At launch the ISDC was made of three buildings in Ecogia. In addition to the building in which the embryo of the team moved in 1996, a barn had been renovated to host the operational activities and a new pavillon built to host offices needed for the 36 ISDC staff involved. For the months following launch additional space was rented for the instrument team scientists and engineers who needed proximity to the data. 800'000 lines of code  had ben written and  organised in 340 components, 10 "pipelines", and  1030 data templates. The software was running on 100 SUN computers running under SOLARIS. Four networks, including a secured one for the operations, were set up. Four Tbytes of data storage were installed, enough for two years of operation. The whole complex was documented and under configuration control.

Hiring staff, hosting staff on leave from most of the institutes of the consortium, having a building renovated and another one built, dealing with procedures of the University, the canton of Geneva, the Swiss confederation, population control and work permits, establishing an accounting system and a financial control required a solid administration that had also to be created and invented from scratch. This is an integral part of the ISDC development.

There is considerable stress in the development of a system that is mission critical serving a project on which hundreds of scientists and engineers have worked for years. This stress is amplified by the need to obtain funding regularly for this activity from sources that do not always understand the potential and the difficulties involved. The solidity of the funding is a key part of the success. The relevant Swiss authorities have proven with their support of the ISDC their dedication to support space science activities all the way to the generation of scientific results.

The stress on the  data centre staff induces often that scientists turn their attention exclusively to project development, setting aside their own research, observations with existing instruments, and interpretation of their results.

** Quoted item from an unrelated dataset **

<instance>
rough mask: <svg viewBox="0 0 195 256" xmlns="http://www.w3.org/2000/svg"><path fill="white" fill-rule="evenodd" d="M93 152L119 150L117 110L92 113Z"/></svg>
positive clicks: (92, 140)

This trend must be met, and a reasonable scientific activity must be kept, if the data analysis developers are to keep pace with the community outside. This again is essential for designing a system that serves users and not developers. The support of a science advisory body   for the ISDC was most helpful in keeping this balance over the years.

Keeping a vibrant scientific enterprise in the midst of the project work is also a condition to ensure that once the satellite is launched the researchers will be able to exploit the data they have learned to process. The ISDC scientists did succeed in this part of their mission as well.  A very significant fraction of the INTEGRAL results have been and are being published by groups  that include one or several of us. This was the original aim of the whole enterprise.

Finally it must be stressed that all the work is made by real people and that the human factors are the dominant ones in the success.

 

The End

 

Despite its success, the University dismantled the ISDC. What is left now is a number of colleagues who gathered a  significant expertise  and can use it in various projects. But lost is the coherent strategy that could have placed the University and Switzerland in the midst of a network that is emerging to deal with the quickly expanding world space data. Lost is also a clear space science strategy for our University. This decision wasted a large fraction of the hard work and talent that had been spent to acquire the credibility necessary to emerge on the world space science data scene.